In this latest installment, Eric Darnell returns as director. Brandon Sawyer who was the writer for the TV series of the same name also lends his knowledge and talent here give the penguins an adventure of their own. Rounding out the production crew is Simon J. Smith. While his filmography is short, he was the director for 2007’s loveable Bee Movie. With the help of a seasoned cast Penguins of Madagascar prove that true heroes are not born. They are hatched. 

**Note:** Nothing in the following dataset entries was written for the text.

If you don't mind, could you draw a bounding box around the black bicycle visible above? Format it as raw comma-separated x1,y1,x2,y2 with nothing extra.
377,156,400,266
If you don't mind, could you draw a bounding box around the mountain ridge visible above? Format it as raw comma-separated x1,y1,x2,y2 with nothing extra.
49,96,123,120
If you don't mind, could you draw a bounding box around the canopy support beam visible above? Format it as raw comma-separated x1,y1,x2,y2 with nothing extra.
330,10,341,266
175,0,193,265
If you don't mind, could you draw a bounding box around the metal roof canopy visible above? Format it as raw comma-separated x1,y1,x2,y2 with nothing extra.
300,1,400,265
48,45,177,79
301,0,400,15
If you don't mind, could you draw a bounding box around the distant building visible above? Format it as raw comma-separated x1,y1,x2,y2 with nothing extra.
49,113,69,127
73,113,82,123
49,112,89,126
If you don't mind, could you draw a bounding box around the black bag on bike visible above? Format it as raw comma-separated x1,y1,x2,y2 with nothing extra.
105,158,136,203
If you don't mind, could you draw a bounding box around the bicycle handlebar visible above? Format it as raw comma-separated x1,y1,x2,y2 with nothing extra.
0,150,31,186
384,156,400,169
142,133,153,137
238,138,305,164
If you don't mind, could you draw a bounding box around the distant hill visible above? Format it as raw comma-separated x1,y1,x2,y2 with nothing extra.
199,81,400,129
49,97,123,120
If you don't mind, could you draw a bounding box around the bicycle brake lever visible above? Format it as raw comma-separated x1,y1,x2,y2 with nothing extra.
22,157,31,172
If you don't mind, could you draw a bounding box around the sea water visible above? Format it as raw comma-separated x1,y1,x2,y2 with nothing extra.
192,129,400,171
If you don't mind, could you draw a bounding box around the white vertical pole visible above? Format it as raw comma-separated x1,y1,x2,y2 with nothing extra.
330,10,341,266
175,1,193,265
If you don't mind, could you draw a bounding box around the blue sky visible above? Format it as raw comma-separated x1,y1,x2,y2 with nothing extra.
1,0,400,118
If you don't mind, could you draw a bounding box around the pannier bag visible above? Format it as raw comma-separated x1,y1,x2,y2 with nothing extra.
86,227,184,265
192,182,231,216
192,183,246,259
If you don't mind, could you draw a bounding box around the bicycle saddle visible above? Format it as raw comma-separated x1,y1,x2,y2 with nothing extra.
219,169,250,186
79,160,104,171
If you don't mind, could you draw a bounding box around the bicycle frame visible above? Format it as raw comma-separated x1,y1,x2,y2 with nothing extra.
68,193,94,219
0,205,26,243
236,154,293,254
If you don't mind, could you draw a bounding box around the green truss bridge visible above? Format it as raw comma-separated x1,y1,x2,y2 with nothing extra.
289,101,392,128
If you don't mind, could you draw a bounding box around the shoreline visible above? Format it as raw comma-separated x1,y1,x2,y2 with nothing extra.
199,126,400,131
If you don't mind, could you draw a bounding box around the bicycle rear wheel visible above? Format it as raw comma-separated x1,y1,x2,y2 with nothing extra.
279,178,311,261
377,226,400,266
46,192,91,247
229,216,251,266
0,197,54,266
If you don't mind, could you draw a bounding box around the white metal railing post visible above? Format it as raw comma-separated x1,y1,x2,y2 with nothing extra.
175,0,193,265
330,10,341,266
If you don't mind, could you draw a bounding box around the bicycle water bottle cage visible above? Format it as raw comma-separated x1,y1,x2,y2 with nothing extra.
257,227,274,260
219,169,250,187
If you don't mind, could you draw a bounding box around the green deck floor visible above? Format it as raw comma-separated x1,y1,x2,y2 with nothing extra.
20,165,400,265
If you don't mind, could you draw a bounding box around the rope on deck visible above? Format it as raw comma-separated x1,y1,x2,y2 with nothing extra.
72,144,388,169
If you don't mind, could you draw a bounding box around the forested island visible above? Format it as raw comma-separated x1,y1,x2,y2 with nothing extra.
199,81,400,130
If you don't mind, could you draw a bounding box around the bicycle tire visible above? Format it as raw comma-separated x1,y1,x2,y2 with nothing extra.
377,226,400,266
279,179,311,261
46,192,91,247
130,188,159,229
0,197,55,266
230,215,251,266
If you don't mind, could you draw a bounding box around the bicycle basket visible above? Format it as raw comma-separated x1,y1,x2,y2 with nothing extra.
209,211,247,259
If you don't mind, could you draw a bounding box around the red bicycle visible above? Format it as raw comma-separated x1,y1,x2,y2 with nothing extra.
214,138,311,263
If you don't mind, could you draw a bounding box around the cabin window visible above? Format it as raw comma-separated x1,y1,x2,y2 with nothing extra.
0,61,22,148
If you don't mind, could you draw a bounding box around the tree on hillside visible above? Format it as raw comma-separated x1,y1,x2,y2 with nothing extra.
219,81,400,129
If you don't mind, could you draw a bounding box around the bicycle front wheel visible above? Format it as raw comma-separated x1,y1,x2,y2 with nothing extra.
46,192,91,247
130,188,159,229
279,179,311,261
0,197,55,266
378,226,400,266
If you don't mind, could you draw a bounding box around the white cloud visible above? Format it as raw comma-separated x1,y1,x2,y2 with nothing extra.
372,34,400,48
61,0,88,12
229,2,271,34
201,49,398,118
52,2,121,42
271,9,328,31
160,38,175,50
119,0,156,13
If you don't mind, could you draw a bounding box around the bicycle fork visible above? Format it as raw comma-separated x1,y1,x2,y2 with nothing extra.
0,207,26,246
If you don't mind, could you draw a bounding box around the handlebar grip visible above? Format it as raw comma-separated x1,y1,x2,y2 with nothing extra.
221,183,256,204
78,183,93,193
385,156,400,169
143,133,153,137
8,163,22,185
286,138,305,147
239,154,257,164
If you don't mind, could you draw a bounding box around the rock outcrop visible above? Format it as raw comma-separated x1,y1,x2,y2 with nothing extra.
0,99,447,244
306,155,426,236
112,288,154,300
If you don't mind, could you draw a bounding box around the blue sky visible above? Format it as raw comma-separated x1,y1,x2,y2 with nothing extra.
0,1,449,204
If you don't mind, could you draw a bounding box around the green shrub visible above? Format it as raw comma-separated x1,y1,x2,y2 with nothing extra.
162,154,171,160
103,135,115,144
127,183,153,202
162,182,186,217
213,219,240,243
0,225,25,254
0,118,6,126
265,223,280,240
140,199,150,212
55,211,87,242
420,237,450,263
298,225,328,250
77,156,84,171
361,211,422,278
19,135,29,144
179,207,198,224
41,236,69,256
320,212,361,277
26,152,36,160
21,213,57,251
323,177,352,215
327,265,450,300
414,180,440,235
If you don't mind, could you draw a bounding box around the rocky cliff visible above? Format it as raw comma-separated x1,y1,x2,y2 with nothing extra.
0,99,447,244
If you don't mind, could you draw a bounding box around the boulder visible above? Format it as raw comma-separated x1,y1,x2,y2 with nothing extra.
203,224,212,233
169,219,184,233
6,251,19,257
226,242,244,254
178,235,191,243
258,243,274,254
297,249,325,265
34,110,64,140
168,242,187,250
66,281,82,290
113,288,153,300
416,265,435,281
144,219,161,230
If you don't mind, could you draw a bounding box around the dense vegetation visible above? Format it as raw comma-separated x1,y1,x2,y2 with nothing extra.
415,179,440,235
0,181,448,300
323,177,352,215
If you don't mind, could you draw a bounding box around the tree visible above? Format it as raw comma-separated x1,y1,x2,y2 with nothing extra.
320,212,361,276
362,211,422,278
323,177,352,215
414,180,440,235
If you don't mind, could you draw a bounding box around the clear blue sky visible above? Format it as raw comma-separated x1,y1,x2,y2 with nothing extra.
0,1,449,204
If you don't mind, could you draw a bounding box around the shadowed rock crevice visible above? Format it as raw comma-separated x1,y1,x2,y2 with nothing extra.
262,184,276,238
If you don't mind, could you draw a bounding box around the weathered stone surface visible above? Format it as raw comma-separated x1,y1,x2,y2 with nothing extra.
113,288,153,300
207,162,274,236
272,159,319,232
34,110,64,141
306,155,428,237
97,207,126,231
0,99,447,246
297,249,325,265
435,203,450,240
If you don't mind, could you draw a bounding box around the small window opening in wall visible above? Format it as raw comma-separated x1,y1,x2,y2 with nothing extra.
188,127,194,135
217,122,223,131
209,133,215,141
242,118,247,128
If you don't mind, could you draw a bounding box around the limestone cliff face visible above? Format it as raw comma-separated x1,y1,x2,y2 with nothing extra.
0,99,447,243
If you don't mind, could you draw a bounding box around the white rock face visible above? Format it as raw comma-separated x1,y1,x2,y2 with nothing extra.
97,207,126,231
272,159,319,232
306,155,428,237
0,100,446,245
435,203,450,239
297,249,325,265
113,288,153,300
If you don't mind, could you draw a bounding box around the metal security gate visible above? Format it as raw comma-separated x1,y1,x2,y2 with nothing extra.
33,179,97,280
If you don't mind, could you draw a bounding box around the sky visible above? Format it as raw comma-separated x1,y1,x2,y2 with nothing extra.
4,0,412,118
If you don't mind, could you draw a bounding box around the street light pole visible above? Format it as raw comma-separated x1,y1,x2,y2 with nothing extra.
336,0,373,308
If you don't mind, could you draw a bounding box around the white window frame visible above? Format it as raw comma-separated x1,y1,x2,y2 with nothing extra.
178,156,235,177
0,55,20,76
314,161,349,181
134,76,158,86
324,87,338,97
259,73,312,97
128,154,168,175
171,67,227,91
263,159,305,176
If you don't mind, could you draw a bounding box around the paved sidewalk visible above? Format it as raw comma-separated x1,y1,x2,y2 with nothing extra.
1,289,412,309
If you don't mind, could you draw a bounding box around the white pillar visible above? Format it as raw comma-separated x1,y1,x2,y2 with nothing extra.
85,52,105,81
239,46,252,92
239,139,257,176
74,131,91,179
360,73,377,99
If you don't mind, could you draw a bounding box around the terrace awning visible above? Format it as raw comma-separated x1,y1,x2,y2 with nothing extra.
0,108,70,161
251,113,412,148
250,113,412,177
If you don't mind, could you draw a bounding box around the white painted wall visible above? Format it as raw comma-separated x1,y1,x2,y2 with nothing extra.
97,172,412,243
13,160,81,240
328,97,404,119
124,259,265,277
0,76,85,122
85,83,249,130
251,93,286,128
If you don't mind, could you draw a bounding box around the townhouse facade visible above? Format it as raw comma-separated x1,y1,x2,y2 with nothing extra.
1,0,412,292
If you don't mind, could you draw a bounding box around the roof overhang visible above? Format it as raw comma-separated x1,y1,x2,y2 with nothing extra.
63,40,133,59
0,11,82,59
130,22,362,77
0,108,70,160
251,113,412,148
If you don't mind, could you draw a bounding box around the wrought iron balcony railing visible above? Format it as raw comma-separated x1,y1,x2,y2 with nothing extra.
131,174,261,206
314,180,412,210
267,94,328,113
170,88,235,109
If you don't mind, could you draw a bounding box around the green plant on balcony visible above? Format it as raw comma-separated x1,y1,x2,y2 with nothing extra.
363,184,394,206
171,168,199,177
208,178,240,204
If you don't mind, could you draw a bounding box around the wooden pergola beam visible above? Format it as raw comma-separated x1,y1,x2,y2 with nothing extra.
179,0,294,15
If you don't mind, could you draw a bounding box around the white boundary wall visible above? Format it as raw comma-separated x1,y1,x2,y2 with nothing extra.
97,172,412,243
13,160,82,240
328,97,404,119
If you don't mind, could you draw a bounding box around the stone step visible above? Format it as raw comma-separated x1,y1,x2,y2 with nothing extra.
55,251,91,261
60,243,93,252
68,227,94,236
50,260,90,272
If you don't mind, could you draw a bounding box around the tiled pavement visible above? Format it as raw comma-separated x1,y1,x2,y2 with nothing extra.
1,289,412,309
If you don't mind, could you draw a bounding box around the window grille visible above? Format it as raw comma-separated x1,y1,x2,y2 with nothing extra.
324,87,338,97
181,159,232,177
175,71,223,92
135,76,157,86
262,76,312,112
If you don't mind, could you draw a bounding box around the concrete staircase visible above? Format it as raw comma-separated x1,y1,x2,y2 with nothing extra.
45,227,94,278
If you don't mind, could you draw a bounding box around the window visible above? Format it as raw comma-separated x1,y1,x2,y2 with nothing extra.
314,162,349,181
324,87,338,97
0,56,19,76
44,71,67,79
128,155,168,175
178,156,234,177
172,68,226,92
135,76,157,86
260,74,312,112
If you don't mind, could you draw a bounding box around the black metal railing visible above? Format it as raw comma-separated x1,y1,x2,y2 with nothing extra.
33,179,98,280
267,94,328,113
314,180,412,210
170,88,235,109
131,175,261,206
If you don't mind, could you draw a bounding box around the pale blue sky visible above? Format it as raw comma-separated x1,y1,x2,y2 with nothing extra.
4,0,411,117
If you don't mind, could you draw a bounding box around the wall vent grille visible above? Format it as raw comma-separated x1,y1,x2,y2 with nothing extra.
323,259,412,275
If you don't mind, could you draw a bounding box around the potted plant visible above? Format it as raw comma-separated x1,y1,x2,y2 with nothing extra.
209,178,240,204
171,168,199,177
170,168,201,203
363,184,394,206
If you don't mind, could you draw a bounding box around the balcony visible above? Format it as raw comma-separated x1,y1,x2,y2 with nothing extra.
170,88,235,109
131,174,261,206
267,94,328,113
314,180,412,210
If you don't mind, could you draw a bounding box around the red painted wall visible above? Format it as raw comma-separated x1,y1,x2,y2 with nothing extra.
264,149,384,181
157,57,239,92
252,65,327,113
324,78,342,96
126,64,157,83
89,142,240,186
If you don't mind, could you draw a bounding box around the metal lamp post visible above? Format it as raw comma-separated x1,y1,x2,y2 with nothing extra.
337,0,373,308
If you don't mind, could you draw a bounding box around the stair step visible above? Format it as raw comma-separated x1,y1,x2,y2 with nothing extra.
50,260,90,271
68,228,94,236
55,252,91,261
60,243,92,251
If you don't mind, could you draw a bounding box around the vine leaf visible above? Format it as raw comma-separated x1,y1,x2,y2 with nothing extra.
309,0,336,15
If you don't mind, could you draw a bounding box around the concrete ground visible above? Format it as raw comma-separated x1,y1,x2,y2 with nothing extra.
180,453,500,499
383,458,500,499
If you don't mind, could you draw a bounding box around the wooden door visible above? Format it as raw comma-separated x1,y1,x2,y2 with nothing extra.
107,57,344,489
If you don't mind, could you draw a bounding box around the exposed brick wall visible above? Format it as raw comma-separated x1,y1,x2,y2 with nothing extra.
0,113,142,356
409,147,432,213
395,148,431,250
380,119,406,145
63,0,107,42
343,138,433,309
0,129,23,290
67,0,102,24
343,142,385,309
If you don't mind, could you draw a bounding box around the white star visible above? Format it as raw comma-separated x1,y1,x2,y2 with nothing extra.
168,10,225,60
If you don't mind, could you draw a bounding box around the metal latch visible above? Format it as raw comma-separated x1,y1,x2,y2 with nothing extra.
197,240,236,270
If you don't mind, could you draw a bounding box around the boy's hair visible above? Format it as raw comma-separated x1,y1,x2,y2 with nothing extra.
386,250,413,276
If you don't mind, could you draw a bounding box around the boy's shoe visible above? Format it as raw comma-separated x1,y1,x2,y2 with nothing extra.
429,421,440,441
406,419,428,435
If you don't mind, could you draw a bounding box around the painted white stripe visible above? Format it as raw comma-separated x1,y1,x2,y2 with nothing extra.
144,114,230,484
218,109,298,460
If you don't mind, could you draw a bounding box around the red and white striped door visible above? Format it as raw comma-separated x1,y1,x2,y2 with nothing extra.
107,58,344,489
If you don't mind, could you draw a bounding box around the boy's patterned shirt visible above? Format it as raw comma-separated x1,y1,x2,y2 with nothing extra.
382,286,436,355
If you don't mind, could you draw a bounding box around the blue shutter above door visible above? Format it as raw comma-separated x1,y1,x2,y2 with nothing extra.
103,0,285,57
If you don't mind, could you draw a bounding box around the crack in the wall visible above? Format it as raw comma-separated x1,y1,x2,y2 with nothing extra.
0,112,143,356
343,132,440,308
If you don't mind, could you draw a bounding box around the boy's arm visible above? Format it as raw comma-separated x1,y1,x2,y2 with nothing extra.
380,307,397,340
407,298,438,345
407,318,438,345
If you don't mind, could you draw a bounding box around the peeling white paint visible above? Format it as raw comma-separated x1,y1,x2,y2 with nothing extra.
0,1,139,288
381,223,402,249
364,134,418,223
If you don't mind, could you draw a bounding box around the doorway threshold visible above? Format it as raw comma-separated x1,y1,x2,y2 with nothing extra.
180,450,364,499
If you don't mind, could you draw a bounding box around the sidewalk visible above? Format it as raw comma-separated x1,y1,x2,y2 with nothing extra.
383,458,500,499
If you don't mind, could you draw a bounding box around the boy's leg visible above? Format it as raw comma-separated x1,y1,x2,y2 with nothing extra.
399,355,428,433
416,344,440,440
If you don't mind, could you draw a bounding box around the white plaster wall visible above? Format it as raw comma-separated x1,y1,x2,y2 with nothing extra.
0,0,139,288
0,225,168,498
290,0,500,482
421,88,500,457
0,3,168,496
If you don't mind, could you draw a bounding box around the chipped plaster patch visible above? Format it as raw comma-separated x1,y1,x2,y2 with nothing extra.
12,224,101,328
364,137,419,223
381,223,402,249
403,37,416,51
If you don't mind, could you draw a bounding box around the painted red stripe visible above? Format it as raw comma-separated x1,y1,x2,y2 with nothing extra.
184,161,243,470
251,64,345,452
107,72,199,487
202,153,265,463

This animation adventure comedy picks up where 2012’s Madagascar 3: Europe’s Most Wanted left off.  Somewhere in the frozen Antarctic tundra three iconic birds become four; but not so easily. It all starts with a series of short and perilous attempts to save a runaway egg from a group of hungry and vicious leopard seals competing for dinner. Saved, the egg hatches revealing the young Private. Fast forward ten years and you have the beginning of a hilarious route to the unknown.  

Fox DreamWorks marks its 20th year in existence by unraveling the secrets of the most entertaining and mysterious covert birds to have ever stepped into the espionage arena. Skipper, Kowalski, Rico and Private must now join forces with the North Wind. This elite undercover task force is led by Agent Classified (Benedict Cumberbatch). Their mission: To stop persistent efforts toward the transformation of the global penguin population.  

Alas I give you the villainous octopus, Dr. Dave / Octavius Brine the genius behind the diabolical plan. Who other than John Malkovich could pull off such a devious, evil role with such abandonment?  From start to finish you will either loath him or take pity. Either way you cannot take him seriously. It is at these moments all that is left is for you is to laugh. You can’t help it because the humorous banter and minutia between all of the characters is non-stop and exact which proves the old adage that if the actors are having fun, so too will members of the audience, regardless of age. 

I hope to hear more from these zany, enigmatical birds in future global espionage games. Meanwhile, The Penguins of Madagascar is a film that exemplifies entertainment and further proves that movie franchises can have an extended shelf life.